Между двумя этими книгами столько же поразительно общего, сколь и разного, как и между судьбами их создателей. Бунин пишет от первого лица и едва ли не заклинает читателей и критиков не считать свою книгу автобиографической: «Недавно критик „Дней“, в своей заметке о последней книге „Современных записок“, где напечатана вторая часть (а вовсе не „отрывок“) „Жизни Арсеньева“, назвал „Жизнь Арсеньева“ произведением автобиографическим.
Позвольте решительно протестовать против этого, как в целях охраны добрых литературных нравов, так и в целях самоохраны. Это может подать нехороший пример и некоторым другим критикам, а я вовсе не хочу, чтобы мое произведение (которое, дурно ли оно или хорошо, претендует быть, по своему замыслу и тону, произведением все-таки художественным) не только искажалось, то есть называлось неподобающим ему именем автобиографии, но и связывалось с моей жизнью, то есть обсуждалось не как «Жизнь Арсеньева», а как жизнь Бунина. Может быть, в «Жизни Арсеньева» и впрямь есть много автобиографического. Но говорить об этом никак не дело критики художественной».[779]

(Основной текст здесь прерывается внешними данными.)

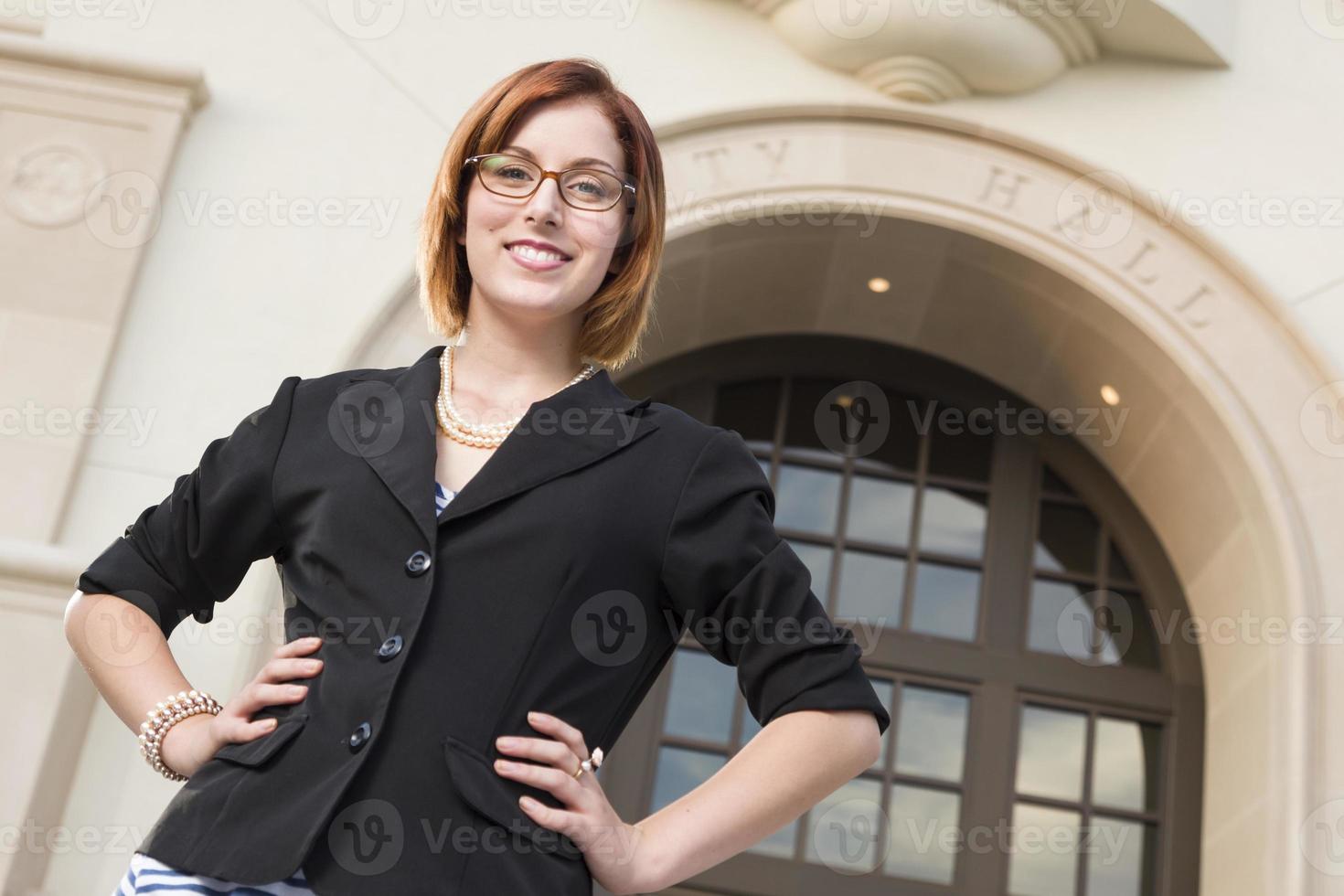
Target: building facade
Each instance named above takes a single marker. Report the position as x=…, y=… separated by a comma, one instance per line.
x=1087, y=255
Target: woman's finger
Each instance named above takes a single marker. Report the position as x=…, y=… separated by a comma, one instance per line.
x=261, y=695
x=299, y=646
x=562, y=731
x=552, y=752
x=289, y=667
x=557, y=781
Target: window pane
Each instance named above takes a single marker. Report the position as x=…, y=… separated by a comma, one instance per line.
x=680, y=772
x=1121, y=859
x=1136, y=637
x=871, y=589
x=1061, y=620
x=946, y=600
x=1044, y=852
x=806, y=498
x=884, y=690
x=953, y=521
x=880, y=511
x=932, y=738
x=844, y=827
x=817, y=559
x=964, y=454
x=1125, y=764
x=1050, y=752
x=750, y=409
x=901, y=449
x=1093, y=626
x=920, y=845
x=700, y=696
x=1067, y=539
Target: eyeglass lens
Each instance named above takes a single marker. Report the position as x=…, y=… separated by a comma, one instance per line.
x=580, y=187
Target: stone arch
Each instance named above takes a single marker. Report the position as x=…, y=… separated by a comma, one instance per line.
x=1052, y=278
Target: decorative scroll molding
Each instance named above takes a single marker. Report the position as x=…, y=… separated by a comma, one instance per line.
x=938, y=50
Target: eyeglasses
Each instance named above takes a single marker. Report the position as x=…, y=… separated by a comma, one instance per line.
x=514, y=176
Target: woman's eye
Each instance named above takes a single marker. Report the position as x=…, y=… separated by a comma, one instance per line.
x=591, y=187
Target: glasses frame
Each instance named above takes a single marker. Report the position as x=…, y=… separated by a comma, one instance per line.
x=557, y=175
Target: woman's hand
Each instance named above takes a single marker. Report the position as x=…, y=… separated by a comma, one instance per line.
x=192, y=741
x=614, y=852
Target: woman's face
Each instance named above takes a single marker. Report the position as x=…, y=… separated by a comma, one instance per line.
x=555, y=136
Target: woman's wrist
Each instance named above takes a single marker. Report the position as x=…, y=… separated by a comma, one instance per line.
x=187, y=744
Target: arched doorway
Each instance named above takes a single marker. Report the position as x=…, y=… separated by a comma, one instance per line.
x=1051, y=278
x=964, y=560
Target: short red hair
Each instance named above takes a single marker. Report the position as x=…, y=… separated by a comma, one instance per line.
x=618, y=314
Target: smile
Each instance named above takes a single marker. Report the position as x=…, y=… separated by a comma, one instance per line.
x=534, y=258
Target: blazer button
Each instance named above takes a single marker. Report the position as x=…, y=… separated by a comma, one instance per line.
x=360, y=735
x=390, y=647
x=417, y=563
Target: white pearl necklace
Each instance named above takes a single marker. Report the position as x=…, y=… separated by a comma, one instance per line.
x=479, y=434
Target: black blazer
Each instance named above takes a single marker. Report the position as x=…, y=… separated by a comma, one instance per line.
x=558, y=579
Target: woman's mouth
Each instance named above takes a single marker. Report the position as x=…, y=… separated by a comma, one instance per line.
x=534, y=258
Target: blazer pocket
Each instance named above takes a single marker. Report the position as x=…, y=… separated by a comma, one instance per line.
x=496, y=798
x=254, y=752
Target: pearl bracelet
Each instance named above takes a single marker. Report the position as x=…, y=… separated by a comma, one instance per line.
x=165, y=716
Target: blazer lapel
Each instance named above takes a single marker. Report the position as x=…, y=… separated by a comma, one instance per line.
x=577, y=426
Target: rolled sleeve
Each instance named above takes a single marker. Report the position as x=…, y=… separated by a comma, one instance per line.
x=192, y=549
x=748, y=597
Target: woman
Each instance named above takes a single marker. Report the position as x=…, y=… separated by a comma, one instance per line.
x=539, y=245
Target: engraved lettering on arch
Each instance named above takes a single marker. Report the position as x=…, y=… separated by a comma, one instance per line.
x=1132, y=265
x=1192, y=315
x=1192, y=309
x=718, y=160
x=774, y=154
x=712, y=162
x=1001, y=188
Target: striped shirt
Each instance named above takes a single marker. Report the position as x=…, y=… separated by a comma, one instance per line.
x=148, y=875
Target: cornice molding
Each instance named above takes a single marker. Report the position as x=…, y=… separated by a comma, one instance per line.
x=940, y=50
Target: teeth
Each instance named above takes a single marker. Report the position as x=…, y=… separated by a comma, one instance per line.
x=527, y=251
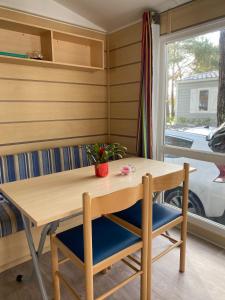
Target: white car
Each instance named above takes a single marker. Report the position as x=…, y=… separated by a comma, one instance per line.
x=206, y=196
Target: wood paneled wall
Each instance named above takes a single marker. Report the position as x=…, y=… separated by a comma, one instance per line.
x=44, y=107
x=124, y=80
x=191, y=14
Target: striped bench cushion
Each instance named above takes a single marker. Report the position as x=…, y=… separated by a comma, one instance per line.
x=33, y=164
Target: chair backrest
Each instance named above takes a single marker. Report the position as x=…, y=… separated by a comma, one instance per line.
x=111, y=203
x=42, y=162
x=167, y=182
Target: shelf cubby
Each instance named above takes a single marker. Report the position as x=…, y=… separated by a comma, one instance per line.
x=59, y=49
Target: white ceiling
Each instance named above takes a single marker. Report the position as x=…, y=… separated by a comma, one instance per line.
x=103, y=15
x=112, y=14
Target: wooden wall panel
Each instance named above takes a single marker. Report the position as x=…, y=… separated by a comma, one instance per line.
x=126, y=36
x=124, y=127
x=25, y=90
x=51, y=111
x=125, y=55
x=40, y=131
x=47, y=23
x=43, y=107
x=125, y=92
x=56, y=75
x=129, y=142
x=124, y=110
x=190, y=14
x=124, y=76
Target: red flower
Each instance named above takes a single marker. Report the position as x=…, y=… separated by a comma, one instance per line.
x=101, y=150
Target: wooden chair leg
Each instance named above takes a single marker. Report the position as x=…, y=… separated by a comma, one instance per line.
x=183, y=246
x=55, y=269
x=89, y=284
x=144, y=276
x=149, y=270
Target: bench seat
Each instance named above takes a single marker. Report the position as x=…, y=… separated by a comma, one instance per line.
x=32, y=164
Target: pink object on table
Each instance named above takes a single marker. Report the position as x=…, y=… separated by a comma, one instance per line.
x=126, y=170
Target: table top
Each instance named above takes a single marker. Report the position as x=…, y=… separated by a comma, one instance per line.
x=51, y=197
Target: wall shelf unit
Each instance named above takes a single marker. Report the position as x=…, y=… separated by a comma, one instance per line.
x=59, y=49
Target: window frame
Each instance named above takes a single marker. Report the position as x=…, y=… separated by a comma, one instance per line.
x=162, y=148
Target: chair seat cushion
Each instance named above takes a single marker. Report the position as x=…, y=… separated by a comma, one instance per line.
x=108, y=239
x=162, y=214
x=10, y=217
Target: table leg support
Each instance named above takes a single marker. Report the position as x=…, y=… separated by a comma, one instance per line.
x=34, y=257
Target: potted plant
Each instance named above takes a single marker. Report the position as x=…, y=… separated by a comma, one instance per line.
x=99, y=155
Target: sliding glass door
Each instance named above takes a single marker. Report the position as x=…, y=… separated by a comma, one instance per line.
x=194, y=108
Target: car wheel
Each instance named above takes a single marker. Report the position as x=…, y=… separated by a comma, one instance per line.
x=174, y=197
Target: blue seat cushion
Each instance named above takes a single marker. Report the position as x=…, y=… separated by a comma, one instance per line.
x=162, y=214
x=108, y=239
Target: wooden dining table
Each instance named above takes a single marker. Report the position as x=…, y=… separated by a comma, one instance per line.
x=49, y=199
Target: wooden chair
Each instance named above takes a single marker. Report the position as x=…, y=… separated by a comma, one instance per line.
x=100, y=242
x=161, y=217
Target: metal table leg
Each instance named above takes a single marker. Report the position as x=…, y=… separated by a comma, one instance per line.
x=34, y=254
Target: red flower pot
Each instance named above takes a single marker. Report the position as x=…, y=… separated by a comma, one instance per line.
x=102, y=170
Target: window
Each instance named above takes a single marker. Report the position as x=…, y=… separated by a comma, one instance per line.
x=191, y=132
x=203, y=100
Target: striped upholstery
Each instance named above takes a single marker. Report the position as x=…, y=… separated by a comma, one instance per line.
x=32, y=164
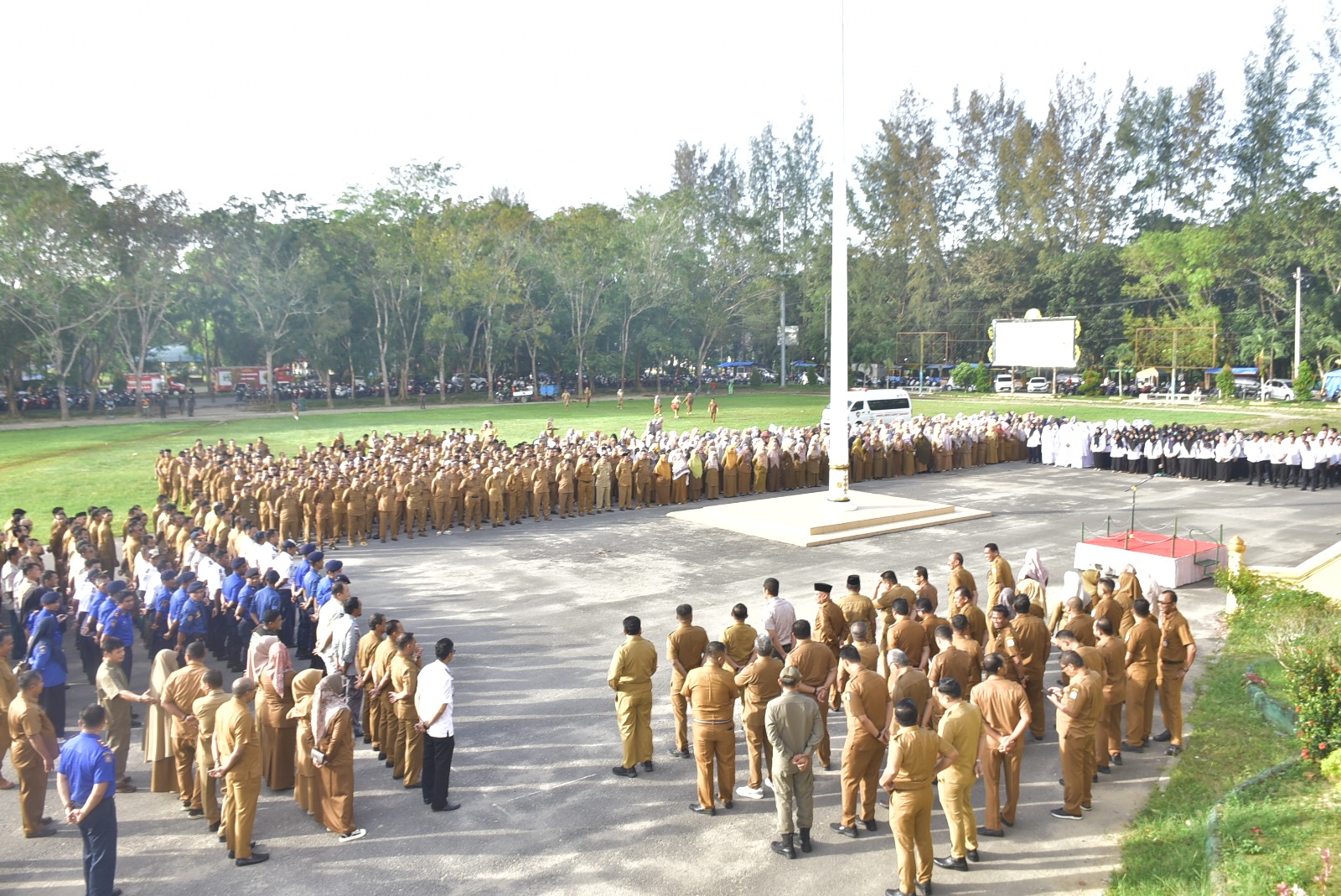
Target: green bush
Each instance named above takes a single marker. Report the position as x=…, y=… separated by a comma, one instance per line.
x=1305, y=382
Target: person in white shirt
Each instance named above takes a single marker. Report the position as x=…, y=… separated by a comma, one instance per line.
x=435, y=697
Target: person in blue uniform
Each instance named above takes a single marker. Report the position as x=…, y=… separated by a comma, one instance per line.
x=118, y=619
x=86, y=781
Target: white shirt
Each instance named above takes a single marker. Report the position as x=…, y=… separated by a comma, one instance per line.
x=435, y=688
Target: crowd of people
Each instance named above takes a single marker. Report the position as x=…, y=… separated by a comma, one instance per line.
x=211, y=742
x=934, y=692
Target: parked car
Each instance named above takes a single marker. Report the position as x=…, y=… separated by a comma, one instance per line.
x=1280, y=389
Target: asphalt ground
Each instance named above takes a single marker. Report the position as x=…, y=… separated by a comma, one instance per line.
x=536, y=614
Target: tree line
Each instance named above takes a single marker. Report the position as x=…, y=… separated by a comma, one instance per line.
x=1164, y=220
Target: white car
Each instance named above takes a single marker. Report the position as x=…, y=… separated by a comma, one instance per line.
x=1280, y=389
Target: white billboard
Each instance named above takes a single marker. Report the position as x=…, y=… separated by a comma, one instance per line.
x=1039, y=342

В крайнем случае он соглашался: «Можно при желании считать этот роман и автобиографией, так как для меня всякий искренний роман – автобиография. И в этом случае можно было бы сказать, что я всегда автобиографичен»[780].[781]
В отличие от Бунина жизнетворец Пришвин выносил на суд читателей самые интимные стороны своей жизни, подчеркивая, что Алпатов – это он, более того, что Алпатов – это лучшая часть его существа.
«Друг мой! Есть незначительные фактические неточности в рассказе о переживаниях Алпатова сравнительно с тем, что переживал я сам в жизни. Но я, прочитав переживания Алпатова спустя тридцать лет после того, как я написал „Кащееву цепь“, утверждаю несомненный для меня и удивительный факт: правда написанного гораздо фактичней, чем правда сама по себе – правда неодетая».[782]
И в более ранней дневниковой записи в 1915 году он писал: «Я думаю, что когда говоришь от себя, то больше скрываешь себя настоящего от воображаемого, и потому я буду говорить от себя: я хочу…
Или так: Глава 1. Рождение моего героя.
Мой герой родился от меня настоящего (не-героя) в… я не могу сейчас вспомнить этот год, это было в год смерти моего отца в деревне Хрущево в небольшом имении. Аллея и проч. (см. голубые бобры)… и мне осталась мать моя, которая создавала мне будущее, а отец тип голубого бобра, и тут начинаются два совершенно разных человека, я настоящий, как я теперь есть, и другой, с голубым бобром. Это совершенно другой человек, и потому тогда будет лучше, если я окрещу его (1 нрзб) другим именем, пусть он будет называться С., а я единственный интимнейший свидетель его жизни (2 нрзб.), его тайны».
В дневниковых записях тридцатых годов встретится еще одно поразительное столкновение писателя с его альтер-эго: «Я был просто художник и в своих исканиях, совершенно искренних и поверхностных, внутри себя немного бессознательно актерствовал.
Алпатов был глубже меня, и мне кажется, что у него что-то было подлинное в исканиях, или, может быть, он глубже меня обманывался»[783].[784]
Об этом романе на страницах книги говорилось уже очень много, мы вспоминали его при описании пришвинского детства, отрочества и юности, его революционных лет и первой любви, и чтобы было понятно, как могло восприниматься это произведение советским официозом, приведу цитату из статьи А. Ефремина, который уже не раз цитировался как один из самых вдумчивых, хотя и, безусловно, враждебно настроенных к писателю критиков: «Кащеева цепь – это старый мир. Однако роман исполнен в столь нежной акварели, что острые углы и твердые шипы дореволюционного прошлого теряют свою колючесть и окутываются дымкой старой уютности. Юноша Алпатов живет богатой, многоцветной внутренней жизнью. Ему хорошо. Где-то там в стороне, как эпизоды, мелькают безземелье, нищета, закабаление, но все это проходит мимо, остается в тени, отметаемое могучим поэтическим напряжением, неиссякаемо веющим из недр плодоносной природы. Оно смягчает и умиротворяет всех и вся: бары и мужики, гимназисты и полицейские приставы, русские переселенцы и немецкие рабочие одинаково жадно черпают из лона волнующего и успокаивающего источника».[785]